Google parent company Alphabet will conduct a 20-1 stock split at the close of markets on Friday in a move that doesn’t change the overall value of the company’s stock but does reduce individual share prices and creates an easier entry point for smaller investors.
The search giant’s splitting exercise follows similar recent moves by a bevy of tech behemoths including Amazon, Apple and Tesla, which have all split their stock in the last couple of years.
While down significantly from an all-time peak value of $3,037 per share last November, Alphabet stock was trading at about $2,212 per share at midday on Friday.
What’s a stock split and why should you care? A stock split is when a company decides to divide its existing shares by a certain ratio to create new shares, which then lowers the individual share cost, according to a report from CNET. You still own the same portion of the company, though stock splits may temporarily increase stock price volatility, or the probability of large swings in the stock price.
Stock splits cause the total share count to increase and the stock price to go down. For example, if one share of GOOGL is worth $2,200 at the time of the split, a 20-for-1 stock split would turn that one share into 20 shares each worth $110. Shareholders should retain the full value of their investment before and after the split.

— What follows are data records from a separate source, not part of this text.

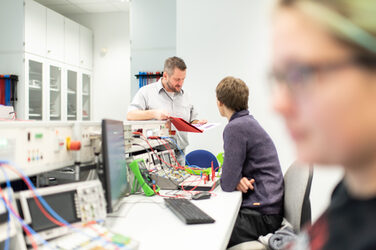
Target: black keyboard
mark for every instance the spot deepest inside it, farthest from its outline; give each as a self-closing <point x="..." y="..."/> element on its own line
<point x="188" y="212"/>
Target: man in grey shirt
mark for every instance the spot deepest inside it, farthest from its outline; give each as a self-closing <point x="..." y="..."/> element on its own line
<point x="166" y="98"/>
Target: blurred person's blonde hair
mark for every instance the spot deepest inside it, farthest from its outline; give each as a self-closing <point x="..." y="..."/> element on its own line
<point x="352" y="22"/>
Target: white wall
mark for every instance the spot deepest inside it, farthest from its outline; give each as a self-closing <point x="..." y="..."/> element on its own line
<point x="111" y="71"/>
<point x="153" y="34"/>
<point x="217" y="38"/>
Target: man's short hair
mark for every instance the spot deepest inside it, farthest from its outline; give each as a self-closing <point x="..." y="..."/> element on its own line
<point x="172" y="63"/>
<point x="233" y="93"/>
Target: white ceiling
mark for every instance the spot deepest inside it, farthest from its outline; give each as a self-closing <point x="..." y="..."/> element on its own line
<point x="85" y="6"/>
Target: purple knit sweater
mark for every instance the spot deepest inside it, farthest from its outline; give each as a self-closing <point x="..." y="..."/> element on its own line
<point x="249" y="152"/>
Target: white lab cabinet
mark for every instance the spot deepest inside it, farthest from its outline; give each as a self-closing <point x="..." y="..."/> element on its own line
<point x="34" y="27"/>
<point x="52" y="55"/>
<point x="55" y="36"/>
<point x="86" y="48"/>
<point x="72" y="42"/>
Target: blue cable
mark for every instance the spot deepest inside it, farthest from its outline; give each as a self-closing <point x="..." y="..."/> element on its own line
<point x="45" y="204"/>
<point x="6" y="245"/>
<point x="35" y="234"/>
<point x="40" y="198"/>
<point x="181" y="151"/>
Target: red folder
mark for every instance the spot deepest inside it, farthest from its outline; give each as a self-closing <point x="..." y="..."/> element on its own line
<point x="182" y="125"/>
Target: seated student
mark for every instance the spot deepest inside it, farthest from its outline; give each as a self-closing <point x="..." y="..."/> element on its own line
<point x="324" y="67"/>
<point x="250" y="165"/>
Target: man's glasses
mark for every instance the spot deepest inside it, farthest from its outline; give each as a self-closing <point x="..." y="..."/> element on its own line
<point x="298" y="76"/>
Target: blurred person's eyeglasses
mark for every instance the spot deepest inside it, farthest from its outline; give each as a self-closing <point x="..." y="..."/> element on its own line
<point x="298" y="76"/>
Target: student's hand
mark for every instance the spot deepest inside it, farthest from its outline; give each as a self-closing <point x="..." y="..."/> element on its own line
<point x="245" y="184"/>
<point x="160" y="114"/>
<point x="200" y="122"/>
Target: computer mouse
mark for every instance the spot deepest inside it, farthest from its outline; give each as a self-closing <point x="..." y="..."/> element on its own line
<point x="201" y="195"/>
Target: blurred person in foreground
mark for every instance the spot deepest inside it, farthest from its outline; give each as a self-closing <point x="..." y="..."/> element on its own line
<point x="324" y="69"/>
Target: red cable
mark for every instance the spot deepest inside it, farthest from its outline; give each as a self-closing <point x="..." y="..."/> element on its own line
<point x="28" y="233"/>
<point x="48" y="216"/>
<point x="145" y="139"/>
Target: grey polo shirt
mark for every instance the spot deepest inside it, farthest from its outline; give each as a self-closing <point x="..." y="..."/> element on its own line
<point x="154" y="96"/>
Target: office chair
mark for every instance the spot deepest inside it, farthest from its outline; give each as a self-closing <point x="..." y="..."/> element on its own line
<point x="202" y="159"/>
<point x="297" y="205"/>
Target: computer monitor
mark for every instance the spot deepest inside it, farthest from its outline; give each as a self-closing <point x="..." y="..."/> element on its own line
<point x="115" y="171"/>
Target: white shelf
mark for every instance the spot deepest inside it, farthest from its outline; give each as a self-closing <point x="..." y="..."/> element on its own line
<point x="34" y="87"/>
<point x="54" y="90"/>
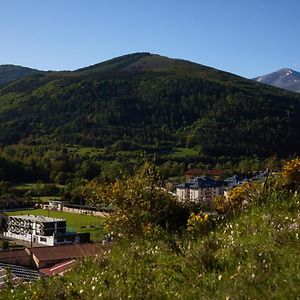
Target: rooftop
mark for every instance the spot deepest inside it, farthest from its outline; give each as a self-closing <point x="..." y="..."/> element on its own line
<point x="201" y="182"/>
<point x="37" y="218"/>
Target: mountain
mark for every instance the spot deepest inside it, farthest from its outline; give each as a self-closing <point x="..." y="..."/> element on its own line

Alphabet’s planned stock split stipulates that, at the end of market close on July 15, shareholders will receive a one-time, 19-share payout for each share owned. These share dividends will be paid out only to “shareholders of record” — so, those who owned shares — at market close on July 1, per CNET. Google shares will proceed to trade at the adjusted split price on Monday, July 18. This will complete the 20-for-1 stock split first announced Feb. 1.
Why is Google splitting its stock? A stock split is often a sign that a company is thriving and that its stock price has increased, according to Time/NextAdvisor. While that’s a good thing, it also means the stock has become less affordable for investors. As a result, companies may do a stock split to make the stock more affordable and enticing to individual investors.
“When a stock starts to creep up and looks expensive, it used to be common practice to do a stock split to make your stock look more attractive from a per-share price to encourage buying of the stock,” Meghan Railey, a certified financial planner and the chief finance officer and co-founder of Optas Capital, told NextAdvisor.
And while stock splits can increase a stock’s liquidity and make it more accessible for investors, not all companies engage in them. According to Railey, some companies prefer to keep their stock prices high.
“There are two types of companies,” Railey said. “Growth companies want to see their stock price go way up. Tesla is happy that their per-share price is high because it adds to the allure of their stock. Value stocks still have the opportunity to utilize stock splits to attract investors.”